2025/10/09

From Local to Global: Building Seamless B2C Product Integration at Mercari

Author:: ahsun

, 2025/10/09

From Local to Global: Building Seamless B2C Product Integration at Mercari

I am Ahsun, working as a Software Engineer @Cross Border (XB) Engineering. In this article, titled "From Local to Global: Building Seamless B2C Product Integration at Mercari," I’d like to delve a bit deeper into how we architected a robust, scalable product synchronization system that handles both real-time updates and bulk data migrations between Mercari Shops System and Global Foundation. We’ll dive into the key challenges we faced, critical design decisions we made, and learnings that shaped our iterative approach to building a production-ready sync infrastructure.

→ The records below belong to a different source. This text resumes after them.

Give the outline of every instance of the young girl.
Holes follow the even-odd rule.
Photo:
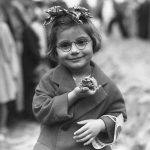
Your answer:
[[[126,109],[116,85],[91,60],[101,42],[90,13],[55,6],[48,14],[49,54],[59,64],[35,91],[33,112],[42,125],[34,150],[110,150]]]

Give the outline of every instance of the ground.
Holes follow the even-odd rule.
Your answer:
[[[118,85],[126,102],[128,120],[114,150],[150,150],[149,57],[148,40],[112,36],[102,39],[102,50],[93,58]],[[0,150],[32,150],[39,131],[39,123],[19,121],[9,129]]]

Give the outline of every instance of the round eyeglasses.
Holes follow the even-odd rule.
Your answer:
[[[90,42],[91,40],[88,38],[79,38],[76,39],[76,41],[62,41],[60,43],[57,44],[57,48],[62,50],[63,52],[69,52],[72,49],[72,43],[75,44],[75,46],[79,49],[79,50],[83,50],[85,49],[86,45]]]

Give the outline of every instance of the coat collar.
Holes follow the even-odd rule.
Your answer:
[[[74,109],[74,119],[78,119],[79,117],[96,107],[107,96],[107,93],[103,89],[103,85],[107,84],[106,76],[94,62],[91,62],[91,66],[93,67],[93,77],[95,77],[95,79],[97,80],[98,85],[102,85],[102,87],[96,92],[94,96],[83,98],[74,105],[74,107],[72,108]],[[57,94],[70,92],[76,86],[69,70],[61,65],[54,70],[52,80],[59,85]]]

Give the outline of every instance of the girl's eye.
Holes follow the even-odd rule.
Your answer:
[[[71,43],[70,43],[70,42],[63,42],[63,43],[60,43],[60,44],[58,45],[58,47],[61,48],[61,49],[65,49],[65,48],[68,48],[68,47],[70,47],[70,46],[71,46]]]
[[[87,44],[88,40],[87,39],[79,39],[76,41],[77,45],[85,45]]]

The Challenge: Connecting Two Product Worlds

At Mercari, we operate in a unique cross-border commerce landscape. Our Japanese B2C marketplace (Mercari Shops) serves many local merchants and customers, while our Global App connects international buyers with Japanese sellers. The challenge? Seamlessly synchronizing millions of products between these two distinct ecosystems in near real time to enrich experience for our customers.

The Business Context

C2C: Single Product for sale.
B2C: Product with multiple variants (e.g. size, color) having distinct stock quantities per variant. So customers can order multiple quantities of each variant.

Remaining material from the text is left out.